Mahoning waits on Youngstown to merge building depts.


Published: Fri, December 21, 2012 @ 12:00 a.m.

By Peter H. Milliken

milliken@vindy.com

YOUNGSTOWN

Mahoning County commissioners unanimously approved a proposed agreement with Youngstown that would merge the city’s building inspection department into that of the county, if the city concurs.

The commissioners took the action Thursday despite the lack of final action on the merger Wednesday evening by Youngstown City Council.

Council gave the measure a first reading, meaning two more readings are required for passage, unless Council declares an emergency.

Until city lawmakers take final action, the county continues to perform building inspections for the city at $60 per inspection.

Mayor Charles Sammarone, who initially sponsored the consolidation legislation before council to achieve efficiency and cost savings, asked council to postpone action on the matter Wednesday while the city studies the economics of continuing to operate a city building-inspection department.

On Thursday, the mayor said he prefers to close the city’s building department and have the county handle permitting.

“Going with the county makes more sense to me than hiring people” for the city’s building department, he said.

Adding two or three employees to the one- person city building department, no longer giving permit waivers to businesses and nearly doubling fees could result in a profit for the city, Sammarone said.

He added, however, that the city’s future financial outlook “doesn’t look good. I don’t want to hire people and then have to lay them off.”

Sammarone said he’ll ask council members to make a decision on the matter by Jan. 2, council’s next scheduled meeting.

John A. McNally IV, chairman of the county commissioners, said the county may hire an additional building inspector if the city approves the agreement, but the county would no longer charge the city for inspections.

In other action, commissioners gave a 60-percent, 10-year real- estate tax abatement for the addition of a 35,000- square-foot warehouse at the National Industrial Lumber Co., 489 Rosemont Road, North Jackson.

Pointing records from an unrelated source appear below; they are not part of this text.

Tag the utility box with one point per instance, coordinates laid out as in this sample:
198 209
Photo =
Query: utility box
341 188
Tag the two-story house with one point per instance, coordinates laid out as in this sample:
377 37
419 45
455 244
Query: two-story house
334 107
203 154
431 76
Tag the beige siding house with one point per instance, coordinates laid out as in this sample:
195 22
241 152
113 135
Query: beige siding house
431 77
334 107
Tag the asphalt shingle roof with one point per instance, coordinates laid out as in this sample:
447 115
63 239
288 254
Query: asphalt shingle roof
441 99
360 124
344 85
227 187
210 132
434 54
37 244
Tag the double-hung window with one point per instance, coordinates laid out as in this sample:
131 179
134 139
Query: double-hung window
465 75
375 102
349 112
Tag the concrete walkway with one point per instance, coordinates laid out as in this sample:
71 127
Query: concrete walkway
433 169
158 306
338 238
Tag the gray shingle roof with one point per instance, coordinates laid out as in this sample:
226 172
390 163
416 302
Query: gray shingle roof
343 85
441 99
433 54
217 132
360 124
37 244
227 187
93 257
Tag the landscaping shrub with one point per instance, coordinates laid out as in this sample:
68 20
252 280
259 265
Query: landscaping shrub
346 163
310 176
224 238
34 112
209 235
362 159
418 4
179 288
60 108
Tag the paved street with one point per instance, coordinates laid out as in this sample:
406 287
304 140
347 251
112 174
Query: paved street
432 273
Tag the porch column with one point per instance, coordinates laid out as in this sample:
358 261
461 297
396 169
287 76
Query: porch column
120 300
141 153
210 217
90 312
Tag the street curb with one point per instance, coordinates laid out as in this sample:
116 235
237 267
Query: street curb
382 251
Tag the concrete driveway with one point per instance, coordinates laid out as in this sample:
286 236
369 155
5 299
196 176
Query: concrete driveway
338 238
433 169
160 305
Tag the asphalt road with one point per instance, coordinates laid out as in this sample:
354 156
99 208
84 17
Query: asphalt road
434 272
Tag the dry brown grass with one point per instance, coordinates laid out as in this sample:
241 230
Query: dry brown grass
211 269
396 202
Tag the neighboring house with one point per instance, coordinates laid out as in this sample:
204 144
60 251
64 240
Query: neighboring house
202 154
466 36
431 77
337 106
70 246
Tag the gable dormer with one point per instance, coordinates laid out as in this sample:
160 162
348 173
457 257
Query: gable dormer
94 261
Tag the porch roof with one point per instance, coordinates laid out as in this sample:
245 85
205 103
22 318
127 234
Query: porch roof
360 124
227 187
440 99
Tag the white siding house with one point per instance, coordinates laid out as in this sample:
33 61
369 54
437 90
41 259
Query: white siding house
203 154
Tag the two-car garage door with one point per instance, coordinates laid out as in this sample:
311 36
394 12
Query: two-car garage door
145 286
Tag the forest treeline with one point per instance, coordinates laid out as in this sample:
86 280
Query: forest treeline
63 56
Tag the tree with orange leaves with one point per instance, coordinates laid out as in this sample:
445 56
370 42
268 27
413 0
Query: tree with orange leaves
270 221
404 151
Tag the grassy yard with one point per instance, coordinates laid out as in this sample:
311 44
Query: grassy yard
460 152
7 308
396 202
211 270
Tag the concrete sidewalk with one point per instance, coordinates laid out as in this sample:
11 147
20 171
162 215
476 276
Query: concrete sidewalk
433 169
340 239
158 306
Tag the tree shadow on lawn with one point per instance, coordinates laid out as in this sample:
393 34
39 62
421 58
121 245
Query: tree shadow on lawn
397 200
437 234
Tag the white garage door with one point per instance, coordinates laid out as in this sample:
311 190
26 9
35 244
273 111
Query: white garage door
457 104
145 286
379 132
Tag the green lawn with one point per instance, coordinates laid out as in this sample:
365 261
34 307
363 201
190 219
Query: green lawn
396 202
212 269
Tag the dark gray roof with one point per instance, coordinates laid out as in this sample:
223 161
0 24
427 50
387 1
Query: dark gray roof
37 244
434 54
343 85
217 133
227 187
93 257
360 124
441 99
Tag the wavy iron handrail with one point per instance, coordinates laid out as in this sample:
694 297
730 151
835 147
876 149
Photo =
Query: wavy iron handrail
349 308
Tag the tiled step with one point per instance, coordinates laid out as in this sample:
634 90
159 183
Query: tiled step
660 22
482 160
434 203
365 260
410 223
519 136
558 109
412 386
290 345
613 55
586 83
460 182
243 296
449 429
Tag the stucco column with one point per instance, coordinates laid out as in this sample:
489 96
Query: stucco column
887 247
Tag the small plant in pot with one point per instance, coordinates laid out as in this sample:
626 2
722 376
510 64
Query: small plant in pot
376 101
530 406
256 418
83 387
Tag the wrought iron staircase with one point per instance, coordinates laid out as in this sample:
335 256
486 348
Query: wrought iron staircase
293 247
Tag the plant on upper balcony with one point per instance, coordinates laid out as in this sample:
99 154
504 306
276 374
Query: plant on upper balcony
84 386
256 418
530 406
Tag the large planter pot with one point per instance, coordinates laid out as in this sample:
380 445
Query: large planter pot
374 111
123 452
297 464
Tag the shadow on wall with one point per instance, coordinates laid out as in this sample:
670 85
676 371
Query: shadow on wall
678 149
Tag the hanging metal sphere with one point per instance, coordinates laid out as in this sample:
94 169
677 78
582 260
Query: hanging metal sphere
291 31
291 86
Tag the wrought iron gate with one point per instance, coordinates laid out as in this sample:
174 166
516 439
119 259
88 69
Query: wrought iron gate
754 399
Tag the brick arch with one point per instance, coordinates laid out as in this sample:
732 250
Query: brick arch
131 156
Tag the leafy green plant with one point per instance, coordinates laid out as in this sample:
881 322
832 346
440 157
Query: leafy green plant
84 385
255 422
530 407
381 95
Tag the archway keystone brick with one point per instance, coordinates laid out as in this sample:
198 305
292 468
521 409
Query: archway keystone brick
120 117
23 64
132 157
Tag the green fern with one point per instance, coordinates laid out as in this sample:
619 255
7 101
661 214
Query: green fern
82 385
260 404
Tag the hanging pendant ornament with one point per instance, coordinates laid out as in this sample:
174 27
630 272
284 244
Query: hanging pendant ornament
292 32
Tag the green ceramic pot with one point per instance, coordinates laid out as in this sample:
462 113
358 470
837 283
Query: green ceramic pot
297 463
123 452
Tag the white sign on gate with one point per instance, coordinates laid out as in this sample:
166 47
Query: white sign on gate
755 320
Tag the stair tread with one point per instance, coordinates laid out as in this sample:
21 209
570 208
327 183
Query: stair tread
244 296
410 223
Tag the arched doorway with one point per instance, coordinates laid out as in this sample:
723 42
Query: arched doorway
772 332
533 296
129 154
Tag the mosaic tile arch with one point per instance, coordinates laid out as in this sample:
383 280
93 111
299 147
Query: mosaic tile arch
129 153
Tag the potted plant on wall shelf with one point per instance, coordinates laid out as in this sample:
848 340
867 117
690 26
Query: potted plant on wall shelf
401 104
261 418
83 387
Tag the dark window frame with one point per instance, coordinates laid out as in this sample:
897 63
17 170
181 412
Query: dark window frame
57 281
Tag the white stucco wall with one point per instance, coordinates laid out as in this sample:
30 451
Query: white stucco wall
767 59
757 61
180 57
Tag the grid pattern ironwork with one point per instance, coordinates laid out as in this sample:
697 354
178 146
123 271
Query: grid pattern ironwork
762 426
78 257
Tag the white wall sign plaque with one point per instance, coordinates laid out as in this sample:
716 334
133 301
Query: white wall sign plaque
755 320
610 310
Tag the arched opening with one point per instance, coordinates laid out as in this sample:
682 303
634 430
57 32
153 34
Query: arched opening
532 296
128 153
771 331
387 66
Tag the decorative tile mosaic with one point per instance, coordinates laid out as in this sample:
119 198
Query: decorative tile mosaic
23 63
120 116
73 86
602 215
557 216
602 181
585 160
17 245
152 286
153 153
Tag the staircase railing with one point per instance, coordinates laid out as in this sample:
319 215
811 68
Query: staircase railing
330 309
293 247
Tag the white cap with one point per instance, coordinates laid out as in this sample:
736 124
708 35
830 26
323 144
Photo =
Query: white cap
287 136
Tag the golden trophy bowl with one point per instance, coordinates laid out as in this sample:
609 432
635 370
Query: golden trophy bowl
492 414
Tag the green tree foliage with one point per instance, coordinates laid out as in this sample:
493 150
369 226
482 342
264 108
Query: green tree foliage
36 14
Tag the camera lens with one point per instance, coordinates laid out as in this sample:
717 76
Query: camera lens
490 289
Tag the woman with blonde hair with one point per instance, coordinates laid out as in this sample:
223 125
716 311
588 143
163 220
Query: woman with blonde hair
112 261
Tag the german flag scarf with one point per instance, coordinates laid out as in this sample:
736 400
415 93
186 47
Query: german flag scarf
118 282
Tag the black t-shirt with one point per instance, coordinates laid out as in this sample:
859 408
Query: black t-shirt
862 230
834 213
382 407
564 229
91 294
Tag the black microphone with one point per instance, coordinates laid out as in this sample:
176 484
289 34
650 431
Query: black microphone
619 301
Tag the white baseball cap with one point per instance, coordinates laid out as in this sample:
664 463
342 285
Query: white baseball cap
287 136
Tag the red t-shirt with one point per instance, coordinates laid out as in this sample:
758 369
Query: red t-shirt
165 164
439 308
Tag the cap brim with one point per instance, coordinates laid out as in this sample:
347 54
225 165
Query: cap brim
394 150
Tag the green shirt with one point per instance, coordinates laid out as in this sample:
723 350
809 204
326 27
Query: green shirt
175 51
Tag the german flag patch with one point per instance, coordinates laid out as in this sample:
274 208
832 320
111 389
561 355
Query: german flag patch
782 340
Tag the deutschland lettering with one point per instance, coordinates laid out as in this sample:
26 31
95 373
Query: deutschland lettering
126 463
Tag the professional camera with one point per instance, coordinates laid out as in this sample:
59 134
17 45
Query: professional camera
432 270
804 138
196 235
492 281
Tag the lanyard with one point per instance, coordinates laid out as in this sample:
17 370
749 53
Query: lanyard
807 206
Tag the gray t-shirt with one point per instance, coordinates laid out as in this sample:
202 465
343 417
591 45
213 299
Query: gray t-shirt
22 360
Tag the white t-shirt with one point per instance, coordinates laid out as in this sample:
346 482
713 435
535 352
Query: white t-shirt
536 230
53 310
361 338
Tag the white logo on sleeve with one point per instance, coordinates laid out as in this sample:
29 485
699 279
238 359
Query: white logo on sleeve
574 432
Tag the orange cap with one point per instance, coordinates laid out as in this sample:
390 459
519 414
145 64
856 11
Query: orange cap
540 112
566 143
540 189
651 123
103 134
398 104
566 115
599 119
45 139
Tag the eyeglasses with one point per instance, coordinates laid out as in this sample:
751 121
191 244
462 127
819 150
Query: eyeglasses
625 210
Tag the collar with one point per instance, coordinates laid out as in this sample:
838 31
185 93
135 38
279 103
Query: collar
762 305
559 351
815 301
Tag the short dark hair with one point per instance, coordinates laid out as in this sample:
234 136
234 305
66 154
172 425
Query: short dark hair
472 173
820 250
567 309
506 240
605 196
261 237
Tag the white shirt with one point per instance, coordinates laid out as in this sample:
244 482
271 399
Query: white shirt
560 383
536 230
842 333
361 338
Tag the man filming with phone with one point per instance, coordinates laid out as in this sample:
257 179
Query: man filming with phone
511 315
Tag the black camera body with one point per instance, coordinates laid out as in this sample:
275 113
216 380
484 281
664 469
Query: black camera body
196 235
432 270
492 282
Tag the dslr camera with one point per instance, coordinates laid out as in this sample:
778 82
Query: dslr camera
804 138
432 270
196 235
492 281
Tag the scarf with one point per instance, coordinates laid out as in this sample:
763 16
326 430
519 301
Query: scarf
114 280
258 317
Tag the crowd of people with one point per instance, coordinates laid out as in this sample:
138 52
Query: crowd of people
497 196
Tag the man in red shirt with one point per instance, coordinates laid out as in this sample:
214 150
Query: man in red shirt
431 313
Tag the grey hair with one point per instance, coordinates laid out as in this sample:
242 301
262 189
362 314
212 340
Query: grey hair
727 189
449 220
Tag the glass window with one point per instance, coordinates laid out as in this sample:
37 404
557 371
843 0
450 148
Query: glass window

The expansion will result in the immediate hiring of five new full-time employees, and the company intends to hire three more employees next year, Randy Riddell, the company’s general manager, told commissioners.

The commissioners also awarded a $1.1 million contract to S.E.T. Excavating of Lowellville for installation of the third and final phase of the East Alliance sanitary sewer in Smith Township.

They also approved spending $130,500 for equipment for digital scanning of county recorder’s office files and a $24,300 payment to Strollo Architects of Youngstown for the design the firm has completed for renovations to the county courthouse basement prisoner-holding area.

County Auditor Michael V. Sciortino announced that the county’s new Intellitech jail-inmate management computer system was launched Sunday morning.